Well, after spending quite some time playing with this, I think I may have found a solution soon after I posted the question. Bit embarrassing but hey, it seems to work now.
I don't want to delete the question yet, in case someone wants the details. Basically, I tried again point (c) but in the XML I put back I used an embedded image. So, it seems I can change the XFA template master page using iText. More testing to follow ...
=========================
The problem: Apply watermark to a PDF XFA (dynamic or not). At the end the PDF should still be an XFA and should have all its security settings intact.
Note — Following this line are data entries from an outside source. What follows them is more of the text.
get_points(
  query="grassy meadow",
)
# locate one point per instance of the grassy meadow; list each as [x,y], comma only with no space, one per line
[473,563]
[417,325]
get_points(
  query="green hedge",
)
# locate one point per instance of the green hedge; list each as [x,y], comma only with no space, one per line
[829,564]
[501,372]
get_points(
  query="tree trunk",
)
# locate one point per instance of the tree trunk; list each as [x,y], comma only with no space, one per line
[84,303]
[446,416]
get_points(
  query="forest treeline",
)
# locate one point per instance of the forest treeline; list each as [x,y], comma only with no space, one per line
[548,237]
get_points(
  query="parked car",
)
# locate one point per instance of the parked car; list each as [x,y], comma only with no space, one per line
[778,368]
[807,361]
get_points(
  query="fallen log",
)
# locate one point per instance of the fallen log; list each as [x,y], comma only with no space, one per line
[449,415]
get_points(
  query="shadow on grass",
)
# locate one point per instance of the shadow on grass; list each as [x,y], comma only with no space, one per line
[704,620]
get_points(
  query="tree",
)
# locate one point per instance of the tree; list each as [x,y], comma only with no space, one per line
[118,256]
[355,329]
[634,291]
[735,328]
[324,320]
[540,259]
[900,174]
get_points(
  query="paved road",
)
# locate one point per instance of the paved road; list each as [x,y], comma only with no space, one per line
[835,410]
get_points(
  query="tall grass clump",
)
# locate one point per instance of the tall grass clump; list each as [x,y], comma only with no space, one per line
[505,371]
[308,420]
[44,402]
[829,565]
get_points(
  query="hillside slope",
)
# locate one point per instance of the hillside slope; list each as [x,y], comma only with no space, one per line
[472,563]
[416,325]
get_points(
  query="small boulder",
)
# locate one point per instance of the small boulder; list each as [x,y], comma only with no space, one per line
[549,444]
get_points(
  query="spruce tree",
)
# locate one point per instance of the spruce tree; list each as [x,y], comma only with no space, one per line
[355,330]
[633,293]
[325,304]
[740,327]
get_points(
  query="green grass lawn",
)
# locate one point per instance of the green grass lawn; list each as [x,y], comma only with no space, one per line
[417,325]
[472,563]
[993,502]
I don't have control over the PDFs coming in.
The question: Can I use iText 5 to do that? If yes, is it via PdfStamper.getUnderContent() or via XfaForm.setXfa() or something else ? The first 2 didn't work for me yet.
I wonder if it's some XFA detail that I am missing (i.e. when I try to replace the XML), not sure how the XFA is actually protected from changes. Do I need to generate some UUID, encrypt some things, something about signatures ...
Btw, if I take the PDF generated by iText after replacing the XML, then open and save in LC, the watermark shows
thanks,
Cristian
========================
Anyway, that's the short version of my question. If you think you can help and/or are interested in more details ...
I know this or similar questions came up before but what I have tried so far didn't work for me. I also admit I am not a IText, XFA or PDF Standard expert. I browsed a number of forums posts, the Itext book, browsed the specs, no luck yet.
The PDF input has no regular usage rights, no security. When opened in Acrobat it will show the restrictions on Changing Document/Document Assembly/Adding templates but I have a feeling all XFAs have that. Nothing comes back from the following ...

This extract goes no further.